Six heures vingt du matin, je m'en vais me lever
en pensant qu'à l'époque de ma belle innocence,
c'était l'heure à laquelle je pouvais me coucher ;
je casse mon réveil et la journée commence.

Bonjour à mon amour, a-t-elle bien dormi ?
Un gâteau dans le bide, mes yeux dans le brouillard,
j'observe mes enfants bien au chaud dans leur lit,
un bisou sur le front, on est presque en retard.

Dix minutes ont passé, me voilà sous la douche,
j'apprécie le moment (parfois même un peu trop).
Au revoir mon amour, un bisou sur la bouche ;
les bouchons s'impatientent : direction le boulot.

Ainsi conduit toute seule la voiture du sommeil,
elle connaît par cœur ce silence qui baille ;
par moment je l'entends clignoter vers Créteil
puis soudain s'arrêter déposer la marmaille.

Je roule une cigarette, salue trois camarades ;
le portable à la main, je termine cette chanson.
Huit heures trente déjà et c'est la bousculade,
dans les couloirs s'amuse un groupe de garçons.

« On se calme et on ouvre son cahier bleu blanc rouge,
lisez bien la consigne avant de commencer ! »
Sur les chaises à présent plus personne ne bouge.
Faut-il avoir le blues pour être concentré?

Là j'ai perdu le fil où tout est expliqué ;
aucun triste manuel n'apprend comment écrire,
« Dans : ''Le maître est un con.'', faut-il mettre E-S-T ?
Ou une préposition ? » Difficile de choisir...

Un élève me dit au milieu d'une séance :
« Mon papa a quitté la maison de maman,
depuis que je suis né, j'ai jamais eu de chance. »
Je réponds : « Maintenant, mets ta phrase au présent. »

Quand sonne l'heure des frites et d'une réunion,
j'allume une autre clope pour un peu m'isoler.
Pédagogie mon cul, certains haussent le ton ;
« Qu'en penses-tu ? », « J'en sais rien, je n'ai rien écouté. »

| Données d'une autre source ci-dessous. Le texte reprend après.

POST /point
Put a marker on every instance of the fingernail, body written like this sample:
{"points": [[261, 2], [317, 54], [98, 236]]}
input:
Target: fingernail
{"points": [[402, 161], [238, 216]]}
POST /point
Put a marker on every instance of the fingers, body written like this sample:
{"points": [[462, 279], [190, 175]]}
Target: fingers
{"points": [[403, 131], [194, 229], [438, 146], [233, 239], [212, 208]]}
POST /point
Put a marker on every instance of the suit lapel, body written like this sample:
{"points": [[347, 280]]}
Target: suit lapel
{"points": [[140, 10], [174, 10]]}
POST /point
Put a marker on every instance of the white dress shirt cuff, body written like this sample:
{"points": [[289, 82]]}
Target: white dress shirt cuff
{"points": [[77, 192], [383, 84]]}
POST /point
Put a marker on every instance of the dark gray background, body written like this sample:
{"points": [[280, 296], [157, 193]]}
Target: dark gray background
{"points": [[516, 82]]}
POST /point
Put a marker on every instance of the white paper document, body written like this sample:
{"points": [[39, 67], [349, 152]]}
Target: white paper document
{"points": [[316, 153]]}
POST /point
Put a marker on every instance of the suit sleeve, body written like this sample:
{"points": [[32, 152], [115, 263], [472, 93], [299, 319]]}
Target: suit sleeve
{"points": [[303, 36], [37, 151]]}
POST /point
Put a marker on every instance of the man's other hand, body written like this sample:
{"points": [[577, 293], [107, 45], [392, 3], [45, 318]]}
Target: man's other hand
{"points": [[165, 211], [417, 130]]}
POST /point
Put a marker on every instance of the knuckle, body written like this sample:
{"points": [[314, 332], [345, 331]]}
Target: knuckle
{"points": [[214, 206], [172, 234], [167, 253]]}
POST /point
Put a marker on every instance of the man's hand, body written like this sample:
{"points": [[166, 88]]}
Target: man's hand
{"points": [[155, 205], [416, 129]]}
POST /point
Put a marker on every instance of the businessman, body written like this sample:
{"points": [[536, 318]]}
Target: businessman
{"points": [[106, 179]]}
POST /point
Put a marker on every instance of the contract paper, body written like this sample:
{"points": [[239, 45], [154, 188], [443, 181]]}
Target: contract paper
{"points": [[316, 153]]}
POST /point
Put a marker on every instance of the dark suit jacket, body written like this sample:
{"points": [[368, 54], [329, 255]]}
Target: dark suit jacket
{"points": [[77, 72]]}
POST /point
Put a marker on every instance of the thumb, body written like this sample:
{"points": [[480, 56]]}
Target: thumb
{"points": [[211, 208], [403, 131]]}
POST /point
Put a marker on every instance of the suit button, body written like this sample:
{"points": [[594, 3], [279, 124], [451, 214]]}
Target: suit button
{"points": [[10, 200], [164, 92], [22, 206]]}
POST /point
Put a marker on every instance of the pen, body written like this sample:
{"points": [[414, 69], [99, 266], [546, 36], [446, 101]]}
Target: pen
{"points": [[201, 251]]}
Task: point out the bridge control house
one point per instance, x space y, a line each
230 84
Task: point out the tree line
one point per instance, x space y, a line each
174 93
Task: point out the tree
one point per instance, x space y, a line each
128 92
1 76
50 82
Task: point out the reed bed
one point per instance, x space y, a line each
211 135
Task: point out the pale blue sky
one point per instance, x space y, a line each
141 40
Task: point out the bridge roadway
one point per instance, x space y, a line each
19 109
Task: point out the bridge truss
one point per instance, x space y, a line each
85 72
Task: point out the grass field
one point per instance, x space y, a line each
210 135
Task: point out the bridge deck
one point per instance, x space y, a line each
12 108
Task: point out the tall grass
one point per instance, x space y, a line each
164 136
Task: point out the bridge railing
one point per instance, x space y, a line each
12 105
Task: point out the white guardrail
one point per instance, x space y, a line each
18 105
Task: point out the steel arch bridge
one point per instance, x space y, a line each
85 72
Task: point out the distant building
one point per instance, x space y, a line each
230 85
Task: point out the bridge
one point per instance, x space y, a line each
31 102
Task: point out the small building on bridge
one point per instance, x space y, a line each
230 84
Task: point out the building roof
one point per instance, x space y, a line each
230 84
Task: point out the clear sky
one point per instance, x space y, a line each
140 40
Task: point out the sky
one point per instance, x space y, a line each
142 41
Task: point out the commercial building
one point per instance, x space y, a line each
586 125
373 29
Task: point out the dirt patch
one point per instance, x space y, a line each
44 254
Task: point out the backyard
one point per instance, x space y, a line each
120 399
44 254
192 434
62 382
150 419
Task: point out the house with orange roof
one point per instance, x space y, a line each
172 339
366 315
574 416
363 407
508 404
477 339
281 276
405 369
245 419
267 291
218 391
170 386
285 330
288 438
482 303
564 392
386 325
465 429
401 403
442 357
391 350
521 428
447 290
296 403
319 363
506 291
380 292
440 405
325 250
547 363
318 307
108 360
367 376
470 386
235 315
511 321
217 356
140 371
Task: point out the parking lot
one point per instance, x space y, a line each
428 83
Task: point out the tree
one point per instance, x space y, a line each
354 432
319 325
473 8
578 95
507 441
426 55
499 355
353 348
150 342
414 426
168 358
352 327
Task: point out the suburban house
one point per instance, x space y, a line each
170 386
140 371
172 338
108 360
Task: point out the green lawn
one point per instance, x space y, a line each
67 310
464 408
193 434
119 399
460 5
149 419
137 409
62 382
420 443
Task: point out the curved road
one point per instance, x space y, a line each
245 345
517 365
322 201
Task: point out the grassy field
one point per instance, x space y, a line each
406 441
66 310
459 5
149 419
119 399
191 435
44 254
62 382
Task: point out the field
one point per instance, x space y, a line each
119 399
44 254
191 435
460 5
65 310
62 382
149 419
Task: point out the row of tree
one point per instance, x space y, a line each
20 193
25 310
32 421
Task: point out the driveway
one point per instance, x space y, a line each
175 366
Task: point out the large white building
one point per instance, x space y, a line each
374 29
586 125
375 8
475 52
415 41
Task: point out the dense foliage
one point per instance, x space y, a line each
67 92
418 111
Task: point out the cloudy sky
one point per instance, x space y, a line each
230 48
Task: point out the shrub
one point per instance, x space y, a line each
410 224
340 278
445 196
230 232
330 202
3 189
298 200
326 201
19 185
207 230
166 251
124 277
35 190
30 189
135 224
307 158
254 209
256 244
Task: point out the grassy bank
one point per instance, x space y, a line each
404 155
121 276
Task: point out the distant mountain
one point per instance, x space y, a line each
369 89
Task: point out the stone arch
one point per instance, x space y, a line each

Début d'après midi, sieste non méritée,
histoire, géographie, une bagarre entre amis.
« Je veux savoir lequel des deux a commencé ! »
Réponse à l'unisson : « Moi je sais, c'est la vie ! »

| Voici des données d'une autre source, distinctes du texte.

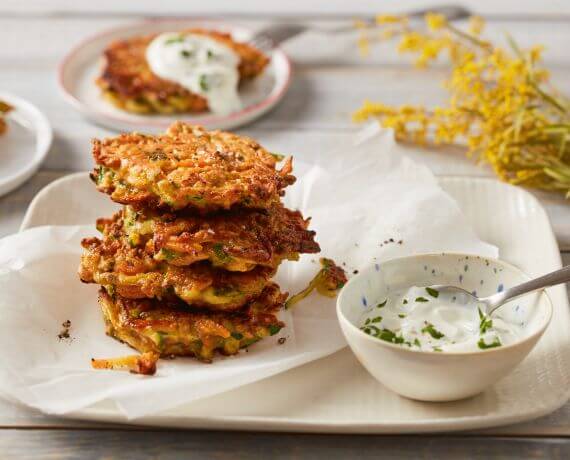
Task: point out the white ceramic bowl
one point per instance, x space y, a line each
439 376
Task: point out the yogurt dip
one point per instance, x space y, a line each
200 64
427 320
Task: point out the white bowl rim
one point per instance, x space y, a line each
502 349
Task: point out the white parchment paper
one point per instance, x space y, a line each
368 203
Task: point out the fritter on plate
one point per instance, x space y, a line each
170 329
128 82
188 167
235 241
134 274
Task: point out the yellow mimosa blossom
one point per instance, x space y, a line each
498 106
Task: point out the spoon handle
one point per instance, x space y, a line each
551 279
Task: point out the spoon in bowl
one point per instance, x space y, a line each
488 305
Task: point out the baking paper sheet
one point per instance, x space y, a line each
368 203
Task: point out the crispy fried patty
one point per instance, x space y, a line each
169 328
133 274
235 241
188 167
128 82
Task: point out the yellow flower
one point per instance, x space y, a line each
435 21
497 105
390 19
476 25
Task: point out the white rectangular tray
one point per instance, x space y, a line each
336 394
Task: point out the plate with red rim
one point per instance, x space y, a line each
336 394
82 65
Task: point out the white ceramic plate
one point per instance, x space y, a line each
80 68
25 144
336 394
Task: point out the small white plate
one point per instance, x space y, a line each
24 145
336 394
80 68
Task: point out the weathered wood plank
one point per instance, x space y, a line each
87 444
310 49
299 8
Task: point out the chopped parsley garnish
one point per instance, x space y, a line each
274 329
433 292
157 155
172 40
485 324
384 334
168 254
431 330
220 253
159 338
204 86
495 343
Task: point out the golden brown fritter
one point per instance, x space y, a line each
235 241
328 280
137 364
128 82
188 167
133 274
170 329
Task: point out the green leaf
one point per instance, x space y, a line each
274 329
431 330
433 292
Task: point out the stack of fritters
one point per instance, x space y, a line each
186 265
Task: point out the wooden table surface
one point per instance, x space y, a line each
330 81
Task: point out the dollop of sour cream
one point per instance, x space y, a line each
200 64
425 319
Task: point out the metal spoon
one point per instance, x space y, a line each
491 303
267 38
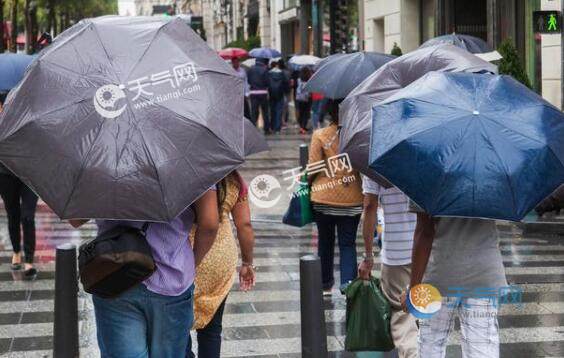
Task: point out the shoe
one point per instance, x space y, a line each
15 266
30 274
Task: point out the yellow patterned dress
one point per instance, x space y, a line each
216 272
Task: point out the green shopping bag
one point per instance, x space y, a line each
299 211
368 317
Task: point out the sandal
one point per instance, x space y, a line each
30 274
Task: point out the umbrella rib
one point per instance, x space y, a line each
105 52
505 171
450 160
87 156
144 52
156 171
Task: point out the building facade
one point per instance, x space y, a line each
409 23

Fin des cours, j'ai le cœur sur le point d'imploser ;
l'appel gronde à mes tempes que j'ai soif de m'enfuir.
N'adulant pas les flingues, je suis là pour creuser,
je m'enfouis au-dessous de mes yeux qui chavirent.

Arrivée au bercail, je garde ma casquette.
« As-tu fait tes devoirs ? Connais-tu ta leçon ? »
Les douches, la cuisine, la vaisselle des assiettes,
une histoire et au lit et bisou sur le front.

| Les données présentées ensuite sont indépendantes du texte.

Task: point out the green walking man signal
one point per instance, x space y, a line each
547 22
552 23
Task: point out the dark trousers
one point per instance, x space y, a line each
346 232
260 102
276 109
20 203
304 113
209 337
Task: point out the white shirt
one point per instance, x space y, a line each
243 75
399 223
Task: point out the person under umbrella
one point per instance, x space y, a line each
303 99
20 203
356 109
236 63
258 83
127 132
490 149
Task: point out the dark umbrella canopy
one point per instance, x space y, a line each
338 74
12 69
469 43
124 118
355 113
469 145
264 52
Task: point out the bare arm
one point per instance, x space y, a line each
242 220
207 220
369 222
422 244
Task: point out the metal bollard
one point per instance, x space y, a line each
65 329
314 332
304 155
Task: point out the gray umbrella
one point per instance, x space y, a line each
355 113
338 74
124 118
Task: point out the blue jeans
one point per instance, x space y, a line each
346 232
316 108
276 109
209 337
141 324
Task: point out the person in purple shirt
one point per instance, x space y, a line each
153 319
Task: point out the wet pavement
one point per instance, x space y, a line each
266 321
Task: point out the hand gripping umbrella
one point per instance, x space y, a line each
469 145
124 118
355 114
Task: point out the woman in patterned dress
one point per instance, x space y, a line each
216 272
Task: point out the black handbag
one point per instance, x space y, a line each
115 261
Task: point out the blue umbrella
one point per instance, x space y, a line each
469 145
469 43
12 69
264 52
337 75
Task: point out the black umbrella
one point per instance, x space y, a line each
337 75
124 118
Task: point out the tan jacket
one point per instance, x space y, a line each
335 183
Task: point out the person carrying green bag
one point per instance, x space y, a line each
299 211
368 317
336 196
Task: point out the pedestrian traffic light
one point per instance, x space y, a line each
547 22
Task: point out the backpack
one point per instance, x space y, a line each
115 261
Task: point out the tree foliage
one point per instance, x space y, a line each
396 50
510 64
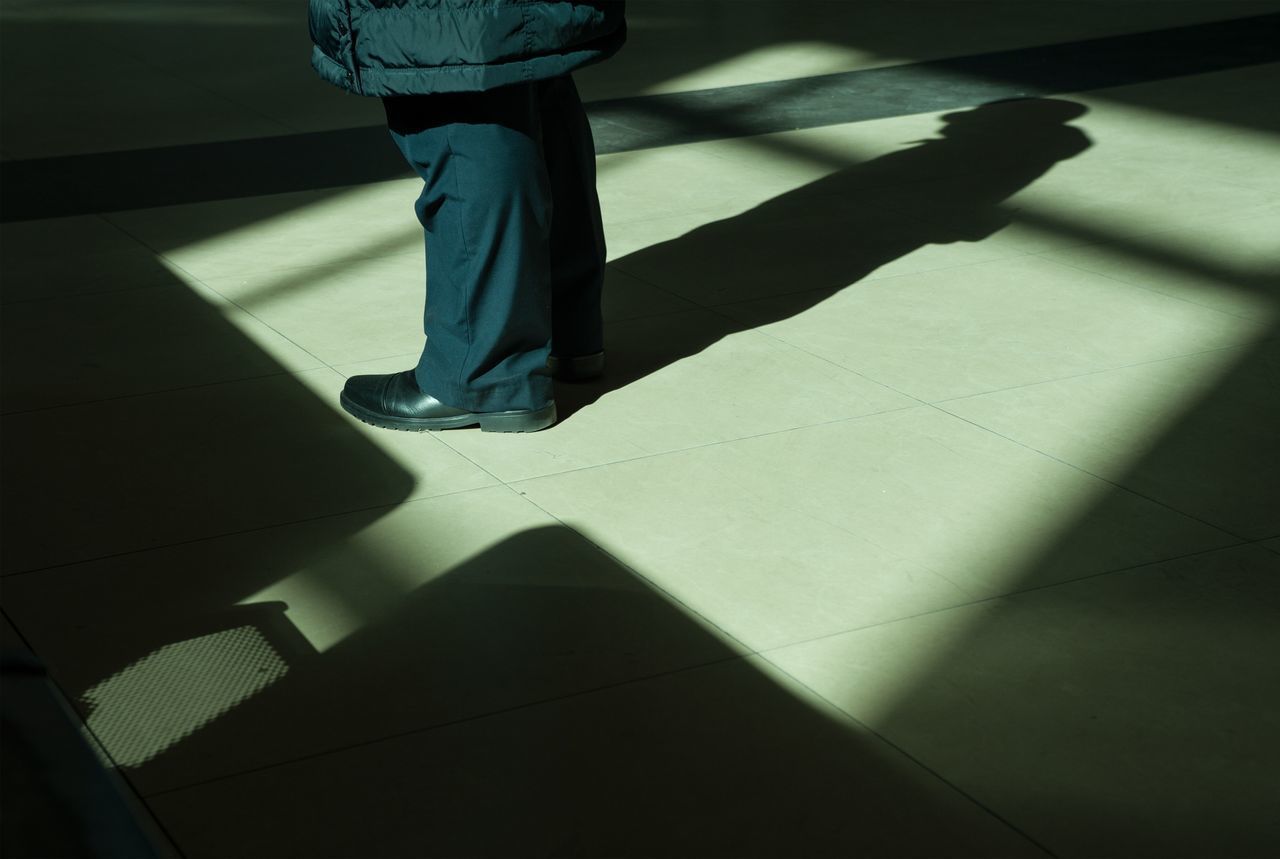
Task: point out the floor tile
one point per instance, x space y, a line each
135 473
1229 265
1096 716
799 534
122 343
722 761
368 310
653 183
109 97
254 234
296 640
65 256
789 245
677 382
360 310
978 328
1196 433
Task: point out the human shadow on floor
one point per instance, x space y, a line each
805 245
536 699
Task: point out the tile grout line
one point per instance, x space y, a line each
243 531
1086 471
1006 595
915 761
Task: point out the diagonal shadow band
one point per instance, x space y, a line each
101 182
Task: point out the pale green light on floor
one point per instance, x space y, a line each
165 697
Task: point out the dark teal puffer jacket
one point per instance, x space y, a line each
391 48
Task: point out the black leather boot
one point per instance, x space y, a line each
394 401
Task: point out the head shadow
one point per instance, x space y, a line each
801 247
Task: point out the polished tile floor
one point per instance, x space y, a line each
929 506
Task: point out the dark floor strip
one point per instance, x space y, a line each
177 174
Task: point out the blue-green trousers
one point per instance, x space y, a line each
515 247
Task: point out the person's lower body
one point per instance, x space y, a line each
515 259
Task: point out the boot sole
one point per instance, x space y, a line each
510 421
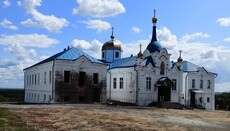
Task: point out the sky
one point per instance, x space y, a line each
32 30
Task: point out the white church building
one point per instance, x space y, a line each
73 76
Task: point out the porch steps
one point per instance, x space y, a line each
168 105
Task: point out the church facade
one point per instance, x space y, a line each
74 76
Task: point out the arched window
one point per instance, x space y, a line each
162 71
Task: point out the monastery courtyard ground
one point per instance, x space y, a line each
97 117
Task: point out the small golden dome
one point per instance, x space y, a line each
154 20
111 45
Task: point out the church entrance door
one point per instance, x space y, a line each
164 86
164 93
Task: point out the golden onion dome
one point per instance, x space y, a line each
112 44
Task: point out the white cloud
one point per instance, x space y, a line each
98 25
49 22
194 36
6 3
99 8
8 24
227 39
93 48
136 30
28 40
224 21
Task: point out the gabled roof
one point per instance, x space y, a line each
188 66
124 62
69 55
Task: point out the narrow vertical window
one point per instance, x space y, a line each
193 83
208 99
148 83
32 79
201 84
35 79
209 84
45 77
95 78
38 78
50 77
117 54
114 83
162 70
121 83
67 77
174 82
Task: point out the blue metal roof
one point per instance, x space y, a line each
124 62
69 55
188 66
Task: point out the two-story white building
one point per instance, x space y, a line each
74 76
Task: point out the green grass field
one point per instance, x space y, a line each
8 122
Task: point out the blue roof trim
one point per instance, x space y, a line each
69 55
124 62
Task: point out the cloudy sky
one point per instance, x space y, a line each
32 30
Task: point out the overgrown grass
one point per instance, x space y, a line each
8 122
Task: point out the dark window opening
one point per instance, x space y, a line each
82 79
66 98
114 83
193 83
121 83
162 71
95 78
117 54
66 76
81 98
174 84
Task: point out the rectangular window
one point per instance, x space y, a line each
45 77
35 79
121 83
82 79
38 78
209 84
193 83
148 83
201 84
32 79
50 77
67 77
27 80
208 99
174 84
95 78
117 55
114 83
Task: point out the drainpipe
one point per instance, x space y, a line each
186 82
52 96
110 84
136 85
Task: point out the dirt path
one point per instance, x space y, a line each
103 117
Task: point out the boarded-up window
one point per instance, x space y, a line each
148 83
121 83
174 84
193 83
114 83
95 78
67 77
82 79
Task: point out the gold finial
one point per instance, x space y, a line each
112 36
154 19
180 59
140 54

Le canapé attend que l'on vienne se brancher ;
Ô royaume des passifs qui travaillent à la chaîne !
Une série policière avant de se coucher
dans ce grand lit glacé où se glisse ma peine.

Aujourd'hui c'est lundi, mon amour de profil
m'offre docilement l'arrière de son corps,
je m'efforce, vite, vite, de viser dans le mille.
Il est vingt deux heures et tout le monde dort.